MELBOURNE, Australia — Facebook has agreed to pay Rupert Murdoch’s News Corp for its journalism content in Australia, a month after the social media platform temporarily blocked news links inside the country over legislation pressing digital giants to compensate publishers.

The multiyear deal, announced on Tuesday, includes news content from major Murdoch conservative media outlets like The Australian, a national newspaper, and the news site news.com.au, as well as other metropolitan, regional and community publications.

It comes a month after Google unveiled its own three-year global agreement with News Corp to pay for the publisher’s news content, and after Facebook backed down, under heavy criticism, from its drastic step of blocking the sharing or viewing of news links in Australia.

Few details, including how much Facebook will pay News Corp for content, were released.

In a statement on Tuesday, Robert Thomson, chief executive of News Corp, said the agreement, which he called a “landmark,” would “have a material and meaningful impact on our Australian news businesses.”

News Corp leaders, Mr. Thomson added, had “led a global debate” as the rise of the digital giants had impoverished the news industry. With the deal, he said, Facebook’s chief executive, Mark Zuckerberg, and his team had helped “fashion a future for journalism, which has been under extreme duress.”

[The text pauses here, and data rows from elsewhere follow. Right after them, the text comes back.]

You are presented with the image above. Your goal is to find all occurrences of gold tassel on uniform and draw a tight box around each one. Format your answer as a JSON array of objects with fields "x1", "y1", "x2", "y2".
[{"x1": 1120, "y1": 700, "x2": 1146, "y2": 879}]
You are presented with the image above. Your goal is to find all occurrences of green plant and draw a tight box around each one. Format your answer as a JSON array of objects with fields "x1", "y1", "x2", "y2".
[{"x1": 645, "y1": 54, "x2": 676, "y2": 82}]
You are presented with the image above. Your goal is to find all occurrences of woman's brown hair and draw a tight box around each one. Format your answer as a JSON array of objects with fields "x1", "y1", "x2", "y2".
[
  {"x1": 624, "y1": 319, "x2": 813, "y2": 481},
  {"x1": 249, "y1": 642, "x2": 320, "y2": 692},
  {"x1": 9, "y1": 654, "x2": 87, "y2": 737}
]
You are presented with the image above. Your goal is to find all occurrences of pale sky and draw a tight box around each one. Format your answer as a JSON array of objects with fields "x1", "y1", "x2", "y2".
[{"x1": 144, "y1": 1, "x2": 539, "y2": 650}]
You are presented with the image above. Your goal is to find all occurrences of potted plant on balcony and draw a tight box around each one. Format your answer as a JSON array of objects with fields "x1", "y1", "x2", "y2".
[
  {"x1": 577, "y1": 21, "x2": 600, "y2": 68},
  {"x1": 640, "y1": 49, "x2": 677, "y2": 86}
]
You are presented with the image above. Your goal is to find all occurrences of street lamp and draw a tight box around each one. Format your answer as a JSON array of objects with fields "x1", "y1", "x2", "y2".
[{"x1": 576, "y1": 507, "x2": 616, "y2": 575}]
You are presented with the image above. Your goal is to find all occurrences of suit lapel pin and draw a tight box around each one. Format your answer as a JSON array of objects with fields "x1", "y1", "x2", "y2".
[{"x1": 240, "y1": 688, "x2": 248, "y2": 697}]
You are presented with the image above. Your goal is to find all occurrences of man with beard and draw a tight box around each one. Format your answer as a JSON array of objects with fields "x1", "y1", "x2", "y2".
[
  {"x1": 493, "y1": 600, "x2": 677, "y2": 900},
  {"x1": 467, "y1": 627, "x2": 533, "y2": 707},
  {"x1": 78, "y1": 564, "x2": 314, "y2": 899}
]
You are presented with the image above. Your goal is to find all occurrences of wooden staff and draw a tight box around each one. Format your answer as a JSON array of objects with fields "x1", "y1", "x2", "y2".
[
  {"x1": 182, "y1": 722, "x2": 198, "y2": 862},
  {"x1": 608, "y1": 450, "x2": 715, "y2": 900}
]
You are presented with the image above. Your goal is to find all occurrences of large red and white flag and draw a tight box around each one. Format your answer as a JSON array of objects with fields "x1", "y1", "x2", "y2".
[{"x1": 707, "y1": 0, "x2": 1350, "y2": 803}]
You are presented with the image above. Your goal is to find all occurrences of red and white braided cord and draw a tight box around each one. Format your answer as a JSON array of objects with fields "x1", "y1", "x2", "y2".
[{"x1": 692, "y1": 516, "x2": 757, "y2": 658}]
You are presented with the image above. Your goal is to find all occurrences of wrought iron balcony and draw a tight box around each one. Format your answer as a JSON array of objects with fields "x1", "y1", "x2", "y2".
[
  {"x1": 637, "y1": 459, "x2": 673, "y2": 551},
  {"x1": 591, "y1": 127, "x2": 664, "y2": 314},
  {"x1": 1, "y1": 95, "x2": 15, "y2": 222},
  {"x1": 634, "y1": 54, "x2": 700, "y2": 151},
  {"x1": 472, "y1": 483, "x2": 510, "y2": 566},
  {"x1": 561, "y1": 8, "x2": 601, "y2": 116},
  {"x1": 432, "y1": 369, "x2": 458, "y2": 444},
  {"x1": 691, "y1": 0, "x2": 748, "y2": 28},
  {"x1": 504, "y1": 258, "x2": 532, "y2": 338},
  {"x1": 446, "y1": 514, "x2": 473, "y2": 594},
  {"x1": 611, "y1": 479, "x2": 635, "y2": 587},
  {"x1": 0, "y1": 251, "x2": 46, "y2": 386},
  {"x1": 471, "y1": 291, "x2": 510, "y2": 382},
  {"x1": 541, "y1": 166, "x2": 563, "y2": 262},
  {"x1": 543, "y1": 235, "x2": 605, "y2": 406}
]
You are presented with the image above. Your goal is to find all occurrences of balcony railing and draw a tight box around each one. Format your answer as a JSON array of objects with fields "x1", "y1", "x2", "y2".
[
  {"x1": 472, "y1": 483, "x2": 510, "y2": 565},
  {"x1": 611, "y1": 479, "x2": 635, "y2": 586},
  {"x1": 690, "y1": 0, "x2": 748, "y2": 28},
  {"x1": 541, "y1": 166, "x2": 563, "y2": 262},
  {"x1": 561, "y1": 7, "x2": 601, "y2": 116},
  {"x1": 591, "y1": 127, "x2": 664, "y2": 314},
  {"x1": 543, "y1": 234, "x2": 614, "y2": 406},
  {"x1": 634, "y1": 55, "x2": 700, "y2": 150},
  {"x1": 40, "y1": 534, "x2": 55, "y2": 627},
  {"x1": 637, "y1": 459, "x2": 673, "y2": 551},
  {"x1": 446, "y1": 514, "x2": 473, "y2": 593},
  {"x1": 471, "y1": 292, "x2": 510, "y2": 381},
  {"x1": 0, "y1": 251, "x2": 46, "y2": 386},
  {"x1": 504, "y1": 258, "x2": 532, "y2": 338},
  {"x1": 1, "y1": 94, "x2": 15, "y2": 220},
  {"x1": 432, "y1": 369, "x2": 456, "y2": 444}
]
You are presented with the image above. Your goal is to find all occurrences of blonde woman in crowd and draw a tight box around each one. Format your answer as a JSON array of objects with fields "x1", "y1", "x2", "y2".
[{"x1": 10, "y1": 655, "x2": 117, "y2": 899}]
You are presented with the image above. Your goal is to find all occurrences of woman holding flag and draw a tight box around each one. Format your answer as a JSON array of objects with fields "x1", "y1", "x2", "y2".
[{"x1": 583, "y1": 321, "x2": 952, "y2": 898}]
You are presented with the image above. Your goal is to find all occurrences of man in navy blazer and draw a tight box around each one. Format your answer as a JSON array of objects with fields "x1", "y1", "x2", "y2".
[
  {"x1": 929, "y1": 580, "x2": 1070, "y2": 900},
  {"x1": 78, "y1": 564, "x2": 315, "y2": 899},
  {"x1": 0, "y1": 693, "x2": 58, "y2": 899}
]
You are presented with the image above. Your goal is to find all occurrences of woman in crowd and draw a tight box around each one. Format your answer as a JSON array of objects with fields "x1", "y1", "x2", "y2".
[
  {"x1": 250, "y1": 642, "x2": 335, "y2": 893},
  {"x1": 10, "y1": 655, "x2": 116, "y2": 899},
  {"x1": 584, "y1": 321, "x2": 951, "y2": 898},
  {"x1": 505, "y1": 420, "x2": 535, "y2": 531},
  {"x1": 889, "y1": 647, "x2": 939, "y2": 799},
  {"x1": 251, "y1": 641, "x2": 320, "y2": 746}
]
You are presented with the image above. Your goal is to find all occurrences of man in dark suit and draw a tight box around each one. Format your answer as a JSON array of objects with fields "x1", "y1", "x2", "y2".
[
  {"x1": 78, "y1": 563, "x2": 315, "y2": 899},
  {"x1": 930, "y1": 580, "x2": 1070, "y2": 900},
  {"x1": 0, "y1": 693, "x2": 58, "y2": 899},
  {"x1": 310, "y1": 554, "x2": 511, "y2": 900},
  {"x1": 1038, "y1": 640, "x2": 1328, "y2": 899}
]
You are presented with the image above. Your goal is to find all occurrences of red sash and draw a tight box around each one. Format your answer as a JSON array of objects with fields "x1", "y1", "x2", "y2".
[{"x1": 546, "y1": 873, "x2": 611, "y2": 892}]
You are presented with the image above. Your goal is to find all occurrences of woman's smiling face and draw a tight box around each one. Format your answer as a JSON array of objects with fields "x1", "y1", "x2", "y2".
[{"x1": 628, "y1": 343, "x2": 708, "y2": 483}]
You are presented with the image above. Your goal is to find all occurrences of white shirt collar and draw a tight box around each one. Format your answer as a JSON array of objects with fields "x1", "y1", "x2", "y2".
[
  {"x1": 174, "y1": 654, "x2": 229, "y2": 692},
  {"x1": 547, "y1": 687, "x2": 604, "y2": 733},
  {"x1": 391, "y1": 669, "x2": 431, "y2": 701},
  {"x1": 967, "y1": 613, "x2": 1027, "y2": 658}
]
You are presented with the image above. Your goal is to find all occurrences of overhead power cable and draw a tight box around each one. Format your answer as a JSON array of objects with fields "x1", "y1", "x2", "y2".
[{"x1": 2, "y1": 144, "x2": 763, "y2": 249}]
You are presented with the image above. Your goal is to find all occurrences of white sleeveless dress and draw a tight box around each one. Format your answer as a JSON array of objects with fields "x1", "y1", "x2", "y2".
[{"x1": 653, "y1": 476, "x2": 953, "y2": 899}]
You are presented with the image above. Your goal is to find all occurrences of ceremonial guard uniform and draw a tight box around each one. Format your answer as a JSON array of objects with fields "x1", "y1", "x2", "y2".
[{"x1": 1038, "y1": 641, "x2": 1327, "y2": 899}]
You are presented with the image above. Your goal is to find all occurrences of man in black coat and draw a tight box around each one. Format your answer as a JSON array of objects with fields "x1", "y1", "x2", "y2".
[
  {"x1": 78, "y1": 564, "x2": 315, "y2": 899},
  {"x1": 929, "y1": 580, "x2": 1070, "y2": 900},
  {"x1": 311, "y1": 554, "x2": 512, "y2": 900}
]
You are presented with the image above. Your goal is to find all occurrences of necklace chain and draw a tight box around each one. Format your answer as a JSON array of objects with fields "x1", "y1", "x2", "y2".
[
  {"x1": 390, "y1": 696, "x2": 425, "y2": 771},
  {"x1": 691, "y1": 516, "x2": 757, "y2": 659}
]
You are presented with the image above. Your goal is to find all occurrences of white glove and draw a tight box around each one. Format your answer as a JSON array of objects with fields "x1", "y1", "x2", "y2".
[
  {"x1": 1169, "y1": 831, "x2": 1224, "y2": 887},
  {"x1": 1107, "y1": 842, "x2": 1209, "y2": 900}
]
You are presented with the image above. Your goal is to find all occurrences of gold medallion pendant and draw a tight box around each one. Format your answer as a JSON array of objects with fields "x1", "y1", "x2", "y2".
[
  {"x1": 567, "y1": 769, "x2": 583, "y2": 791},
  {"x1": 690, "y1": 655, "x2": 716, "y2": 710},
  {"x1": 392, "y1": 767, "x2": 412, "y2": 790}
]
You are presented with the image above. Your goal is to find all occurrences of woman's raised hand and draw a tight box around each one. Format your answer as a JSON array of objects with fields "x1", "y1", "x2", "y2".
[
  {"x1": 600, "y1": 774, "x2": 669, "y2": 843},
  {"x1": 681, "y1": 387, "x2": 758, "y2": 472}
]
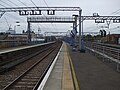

Critics said, however, that the deal did little to guarantee the kind of public-interest journalism touted by the Australian government when it proposed the legislation, which was approved last month.

“There’s no guarantee that the public’s going to benefit,” said Tanya Notley, a senior lecturer in communication at Western Sydney University, who noted that the first major news companies to strike deals with Facebook were conservative and aligned with the current government.

Others said it further emphasized the inordinate power of social media companies to control news and public information. “They are the gatekeepers to the news for public consumption,” said Marc Cheong, who researches digital ethics at the University of Melbourne.

In a statement, Facebook said the agreements would help people gain access to news articles and breaking-news videos from a network of national, metropolitan, rural and suburban newsrooms.

“We are committed to bringing Facebook News to Australia,” said Andrew Hunter, the head of Facebook’s partnerships in Australia and New Zealand.

That was a markedly different tone from the one the tech giant struck in February, when Facebook blocked news in Australia.

At the time, William Easton, managing director of Facebook Australia and New Zealand, said of the draft Australian legislation, “The proposed law fundamentally misunderstands the relationship between our platform and publishers who use it to share news content.”

While the Australian government has pointed to the consolidation of digital ad spending in companies like Google and Facebook, the tech giants say that they benefit news companies by driving traffic to their sites.

Facebook has also announced preliminary pay deals with independent news organizations including Private Media, Schwartz Media and Solstice Media. But so far, it has cemented agreements only with News Corp and Seven West Media, another major conservative news company.